If the standard queries score ~1.0 but hard queries score significantly lower, the benchmark is working correctly and exposes real retrieval weaknesses.

## Variant Matrix (`run_matrix.py`)

`score.py` evaluates one configuration. `run_matrix.py` sweeps **retrieval
parameters** over a single shared index and writes a comparison table to
[`RESULTS.md`](RESULTS.md) (+ `RESULTS.json`).

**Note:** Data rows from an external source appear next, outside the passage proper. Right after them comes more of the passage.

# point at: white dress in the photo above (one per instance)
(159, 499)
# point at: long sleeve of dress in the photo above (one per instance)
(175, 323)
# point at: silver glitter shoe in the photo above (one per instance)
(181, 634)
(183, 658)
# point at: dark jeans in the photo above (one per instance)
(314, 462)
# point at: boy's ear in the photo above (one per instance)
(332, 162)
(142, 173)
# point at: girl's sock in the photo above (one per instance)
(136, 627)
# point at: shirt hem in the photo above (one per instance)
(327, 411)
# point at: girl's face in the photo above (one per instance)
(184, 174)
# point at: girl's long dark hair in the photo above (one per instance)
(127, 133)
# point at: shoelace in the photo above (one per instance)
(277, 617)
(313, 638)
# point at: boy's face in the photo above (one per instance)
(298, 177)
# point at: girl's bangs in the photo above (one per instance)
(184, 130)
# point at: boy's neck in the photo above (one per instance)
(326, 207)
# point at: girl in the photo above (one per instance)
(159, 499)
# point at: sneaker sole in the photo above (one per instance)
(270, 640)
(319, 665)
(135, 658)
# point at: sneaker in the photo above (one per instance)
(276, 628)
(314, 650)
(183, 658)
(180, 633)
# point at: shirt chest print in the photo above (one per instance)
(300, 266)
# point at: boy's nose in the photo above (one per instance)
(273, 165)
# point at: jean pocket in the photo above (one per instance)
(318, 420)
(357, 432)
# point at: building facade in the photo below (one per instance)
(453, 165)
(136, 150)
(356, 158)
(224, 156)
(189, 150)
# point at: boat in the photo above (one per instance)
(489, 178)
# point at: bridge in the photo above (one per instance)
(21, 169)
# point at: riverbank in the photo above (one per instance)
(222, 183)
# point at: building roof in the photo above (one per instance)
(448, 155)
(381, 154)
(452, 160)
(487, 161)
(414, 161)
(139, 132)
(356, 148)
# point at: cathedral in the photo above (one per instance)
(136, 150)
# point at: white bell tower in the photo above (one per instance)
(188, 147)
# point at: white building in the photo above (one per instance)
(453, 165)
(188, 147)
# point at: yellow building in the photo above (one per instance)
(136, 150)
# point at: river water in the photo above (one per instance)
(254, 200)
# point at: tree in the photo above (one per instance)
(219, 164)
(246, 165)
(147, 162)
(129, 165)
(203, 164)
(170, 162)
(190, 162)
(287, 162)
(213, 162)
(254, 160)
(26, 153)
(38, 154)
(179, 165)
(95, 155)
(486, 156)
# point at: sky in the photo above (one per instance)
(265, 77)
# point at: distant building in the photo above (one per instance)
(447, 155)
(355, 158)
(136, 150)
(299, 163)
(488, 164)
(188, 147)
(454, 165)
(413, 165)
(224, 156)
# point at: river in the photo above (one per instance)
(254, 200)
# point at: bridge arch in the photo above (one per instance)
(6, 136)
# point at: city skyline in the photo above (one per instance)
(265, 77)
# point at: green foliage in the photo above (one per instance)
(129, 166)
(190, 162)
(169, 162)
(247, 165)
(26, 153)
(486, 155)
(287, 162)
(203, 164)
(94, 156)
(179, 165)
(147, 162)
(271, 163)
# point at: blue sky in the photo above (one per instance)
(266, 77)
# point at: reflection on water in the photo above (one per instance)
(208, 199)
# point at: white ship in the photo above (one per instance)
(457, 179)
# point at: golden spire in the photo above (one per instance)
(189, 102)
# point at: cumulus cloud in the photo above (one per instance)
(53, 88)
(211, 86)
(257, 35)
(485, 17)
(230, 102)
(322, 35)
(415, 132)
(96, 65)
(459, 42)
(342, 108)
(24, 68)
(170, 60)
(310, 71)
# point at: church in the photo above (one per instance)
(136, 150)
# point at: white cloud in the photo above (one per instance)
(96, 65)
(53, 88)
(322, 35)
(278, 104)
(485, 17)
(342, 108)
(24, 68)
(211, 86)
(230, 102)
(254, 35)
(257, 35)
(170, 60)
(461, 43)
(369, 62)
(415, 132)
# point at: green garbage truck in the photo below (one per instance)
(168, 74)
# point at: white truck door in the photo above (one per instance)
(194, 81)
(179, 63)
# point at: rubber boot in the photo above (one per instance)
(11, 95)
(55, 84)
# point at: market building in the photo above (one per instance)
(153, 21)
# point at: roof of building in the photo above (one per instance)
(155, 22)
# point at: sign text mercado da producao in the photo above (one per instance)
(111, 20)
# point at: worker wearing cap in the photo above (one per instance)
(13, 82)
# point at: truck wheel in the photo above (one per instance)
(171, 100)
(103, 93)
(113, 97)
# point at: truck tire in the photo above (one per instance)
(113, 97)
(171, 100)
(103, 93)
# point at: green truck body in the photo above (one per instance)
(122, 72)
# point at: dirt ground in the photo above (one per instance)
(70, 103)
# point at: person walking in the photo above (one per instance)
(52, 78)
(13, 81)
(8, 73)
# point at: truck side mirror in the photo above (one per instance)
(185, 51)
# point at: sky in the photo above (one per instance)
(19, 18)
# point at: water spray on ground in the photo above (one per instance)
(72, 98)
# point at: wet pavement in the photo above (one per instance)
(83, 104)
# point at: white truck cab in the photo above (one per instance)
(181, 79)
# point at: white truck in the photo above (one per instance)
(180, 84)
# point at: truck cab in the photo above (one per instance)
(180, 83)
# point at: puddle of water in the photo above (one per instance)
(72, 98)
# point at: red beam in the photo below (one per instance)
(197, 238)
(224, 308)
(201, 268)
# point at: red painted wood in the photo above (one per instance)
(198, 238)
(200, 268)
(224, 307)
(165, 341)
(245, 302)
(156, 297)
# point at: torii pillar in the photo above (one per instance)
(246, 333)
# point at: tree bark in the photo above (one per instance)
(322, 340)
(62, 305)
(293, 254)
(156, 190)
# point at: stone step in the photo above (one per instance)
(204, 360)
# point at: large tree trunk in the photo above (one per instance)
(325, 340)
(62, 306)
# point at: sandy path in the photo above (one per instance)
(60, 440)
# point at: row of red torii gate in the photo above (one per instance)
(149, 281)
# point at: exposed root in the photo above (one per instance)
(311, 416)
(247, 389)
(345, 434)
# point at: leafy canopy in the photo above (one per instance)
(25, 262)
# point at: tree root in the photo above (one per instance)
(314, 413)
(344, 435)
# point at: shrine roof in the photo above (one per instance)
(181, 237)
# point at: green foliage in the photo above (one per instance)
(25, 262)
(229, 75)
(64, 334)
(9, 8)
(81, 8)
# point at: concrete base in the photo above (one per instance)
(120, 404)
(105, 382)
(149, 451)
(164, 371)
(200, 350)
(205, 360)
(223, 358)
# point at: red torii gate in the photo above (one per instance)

It derives each variant config
from `config.toml` by mutating only the relevant keys — no hand-maintained
strict config — and accumulates results across runs (so a focused `ONLY=` run
merges into the existing table).

**Pin the corpus first** — ground truth is annotated against commit `b1771ba`,
so indexing any other checkout drifts the line ranges:

```bash
git worktree add /home/box/bench_corpus b1771ba

# Full local matrix (fastembed, no API key): vector-only vs hybrid weight sweep
CORPUS=/home/box/bench_corpus \
  OCTO_BIN=./target/release/octocode \
  python3 benchmark/run_matrix.py

# Add a local cross-encoder reranker (still no key) — reuses the index
CORPUS=/home/box/bench_corpus OCTO_BIN=./target/release/octocode \
  SKIP_INDEX=1 ONLY=rerank RERANK_MODEL=fastembed:bge-reranker-base \
  python3 benchmark/run_matrix.py
```

| Env | Purpose |
|-----|---------|
| `CORPUS` | (required) pinned checkout to index + search |
| `OCTO_BIN` | octocode binary (default: `octocode` on `PATH`) |
| `SKIP_INDEX=1` | reuse the existing index (only search-time params changed) |
| `ONLY=<substr>` | run only variants whose name matches (e.g. `rerank`) |
| `RERANK_MODEL` | reranker model; `fastembed:bge-reranker-base` is local/no-key |
| `CODE_MODEL` / `TEXT_MODEL` | override embedding models |
| `VOYAGE_API_KEY` etc. | if set, enables paid-reranker variants automatically |

Variants: `vector_only`, `hybrid_70_30` (default weights), `hybrid_30_70`
(keyword-tilted), `+graph` (GraphRAG file-level expansion — only moves results
when a reranker re-scores the enlarged set), `+rerank` (cross-encoder).